NEW DELHI/KOLKATA, INDIA - India began counting hundreds of millions of votes in its general election Thursday, with a coalition led by Prime Minister Narendra Modi's party taking an early lead, TV channels and India's Election Commission said.
The National Democratic Alliance (NDA), led by Modi's Hindu nationalist Bharatiya Janata Party (BJP), is expected to surpass the 272 seats needed to command a majority in the lower house of parliament, six of seven exit polls showed Sunday.
The NDA led in 235 seats, with the opposition United Progressive Alliance ahead in 95, at 9 a.m. local time (0330 GMT), about an hour after the counting of about 600 million votes began, Indian TV channel NDTV said.
Official data from India's Election Commission showed the BJP ahead in 101 seats, with the main opposition Congress Party ahead in 40. There are 542 seats available.

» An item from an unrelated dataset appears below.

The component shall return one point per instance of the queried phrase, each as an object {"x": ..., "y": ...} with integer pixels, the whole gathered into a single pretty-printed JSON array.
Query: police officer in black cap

Trends are expected to be known by noon and final results are due Thursday evening.
Margin of victory
The NDA's predicted margin of victory is larger than surveys indicated in the run-up to the vote, when most polls showed it would be the largest alliance but would fall short of an overall majority.
Modi was under pressure when he began campaigning, losing three state elections in December amid rising anger over farm prices and unemployment.
However, campaigning shifted toward India's relationship with nuclear-armed rival Pakistan after a suicide car bomb killed 40 Indian police in the contested Kashmir region in February, to the benefit of the right-wing BJP, analysts said.
"National security became the discussion," said Harsh Pant, a political analyst at the Observer Research Foundation think tank in New Delhi. "It allowed the BJP to shirk some issues where it was weak."
The BJP has also capitalized on the star power of Modi, a frenetic campaigner, as well as superior financial resources.
It outspent Congress by six times on Facebook and Google advertising, data showed, and by as much as 20 times overall, sources told Reuters earlier this month.
"The longer election certainly helps Modi: he loves contact with the people," Pant said. "The BJP's electoral machinery is also much more effective on the ground."
Police guarded voting centers in West Bengal on Thursday, where campaigning had turned violent as the BJP tried to take seats from the Trinamool Congress, a powerful regional party.
"Wherever we go people are talking about a BJP wave in Bengal," said Tapas Das, a taxi driver in the state capital, Kolkata. "Everyone wants to see a change."
Several opposition leaders attempting to unseat Modi have urged voters to wait for the final results, calling the exit polls "gossip."
"Congress is upbeat, optimistic and confident," party spokesman Jaiveer Shergill said. "We will defeat the BJP's politics."
Voting machine protest
The opposition alliance has also protested to India's Election Commission over the electronic voting machines (EVMs) used in the count, which they alleged could be tampered with, and requested a delay to counting while votes were tallied with a backup paper audit trail.
The commission rejected the opposition's demands on Wednesday.
Around 500 masked people carrying guns and machetes attacked a polling team and forcibly took away EVMs in the remote northeastern Indian state of Arunachal Pradesh, Reuters reported on Wednesday, although the election was widely considered by international observers to be free and fair.